BaseMark OS II - Graphics

The graphics test again is dominated by the Snapdragon version of the Note 4. The Adreno 420's vast ALU and fillrate throughput are clearly visible as it manages to separate itself from the competition. The Mali T760, while still leading the ARM pack, is well behind Qualcomm's and Imagination's GPUs.

BaseMark OS II - Overall

Due to the underwhelming graphics score, it brings down the overall result of BaseMark OS a bit beneath that of the Snapdragon version of the Note 4.

As part of our 2015 test suite we're introducing Futuremark's PCMark for Android into our mobile device reviews. PCMark is an overall system workload that uses Android's built-in libraries and APIs, a very common use-case that we find in a lot of Android applications.

PCMark - Web Browsing

The web browsing test on PCMark uses a native Android WebView to display and interact with the web pages. It tests performance by measuring time to render pages, search for content (JavaScript performance), and time to re-render the page as images are altered.
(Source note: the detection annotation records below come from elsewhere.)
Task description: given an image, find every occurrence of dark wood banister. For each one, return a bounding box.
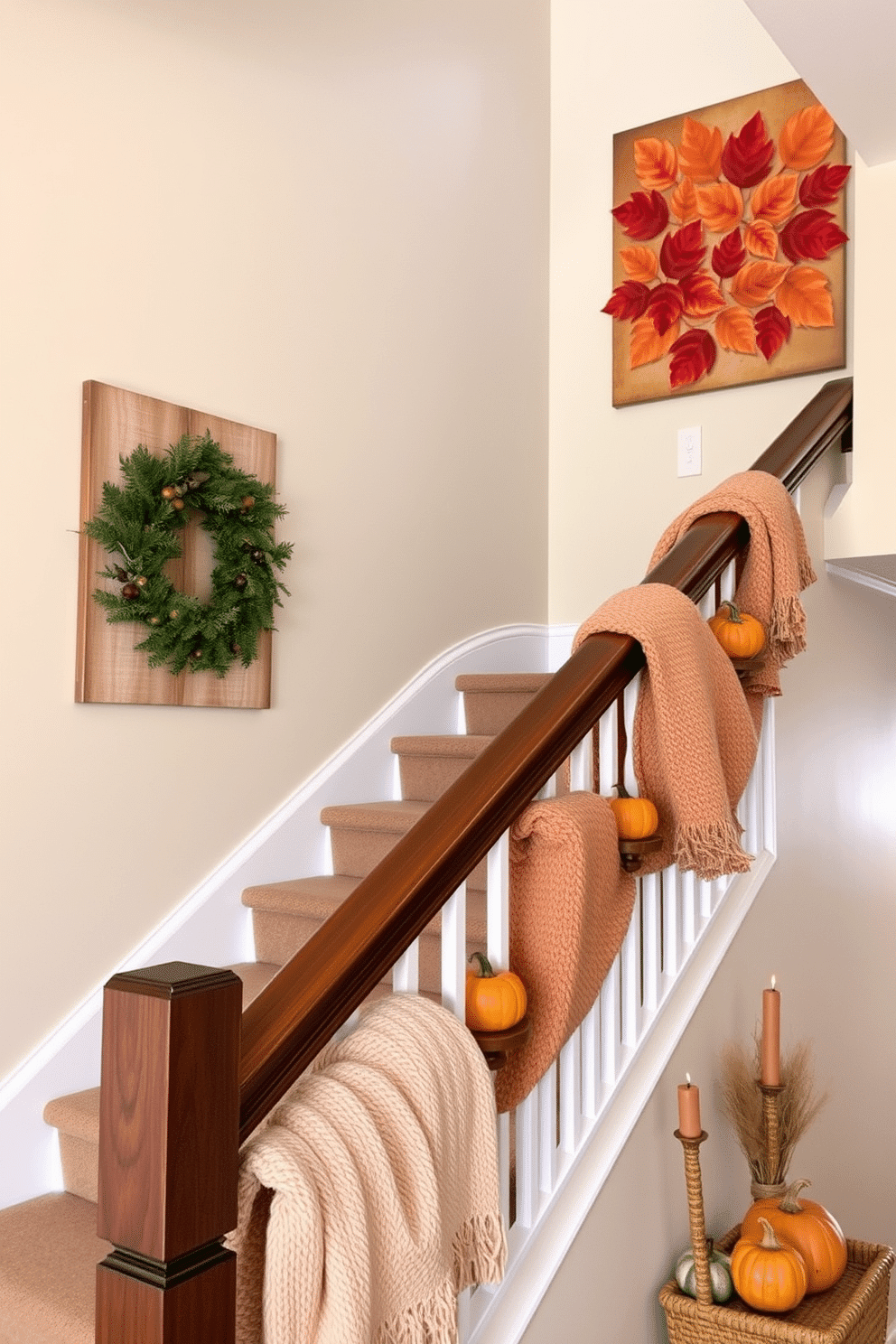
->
[239,378,852,1141]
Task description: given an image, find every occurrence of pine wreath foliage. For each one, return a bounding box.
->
[85,432,293,677]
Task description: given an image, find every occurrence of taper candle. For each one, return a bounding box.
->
[761,975,780,1087]
[678,1074,703,1138]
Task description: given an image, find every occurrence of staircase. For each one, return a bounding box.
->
[0,672,549,1344]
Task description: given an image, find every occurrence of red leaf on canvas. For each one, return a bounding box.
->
[780,207,849,261]
[678,270,725,322]
[714,308,756,355]
[659,219,706,280]
[601,280,650,322]
[731,261,790,308]
[778,102,835,172]
[753,303,790,360]
[669,331,717,387]
[648,284,686,336]
[744,219,778,261]
[750,172,799,224]
[634,140,678,191]
[775,266,835,327]
[629,317,678,369]
[712,229,747,280]
[799,164,850,210]
[722,112,775,187]
[669,177,700,223]
[678,117,722,182]
[611,191,669,242]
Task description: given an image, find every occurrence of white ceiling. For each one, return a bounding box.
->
[745,0,896,164]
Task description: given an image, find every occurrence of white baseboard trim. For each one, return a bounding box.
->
[471,851,775,1344]
[0,623,551,1209]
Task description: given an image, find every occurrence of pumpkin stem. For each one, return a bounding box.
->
[466,952,494,980]
[778,1180,811,1214]
[759,1218,783,1251]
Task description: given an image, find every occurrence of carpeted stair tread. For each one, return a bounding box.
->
[454,672,552,736]
[0,1193,111,1344]
[392,733,491,802]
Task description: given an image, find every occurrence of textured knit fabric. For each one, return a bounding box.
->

Here we see the Exynos version again outperforming the Qualcomm Note 4 by a substantial amount. It's also interesting to see the Nexus 5 and Honor 6 that high up on the test, definitely a sign of how this is a system test rather than just a purely synthetic CPU performance test.

PCMark - Video Playback

The video playback test uses the native Android MediaPlayer API to play back a 1080p H.264 baseline 4.0 video, with a variable target bit rate of 4.5Mbps at 30 FPS. What is measured here is the time needed to open the video samples, their average frame rates, and the seek time when skipping through the videos.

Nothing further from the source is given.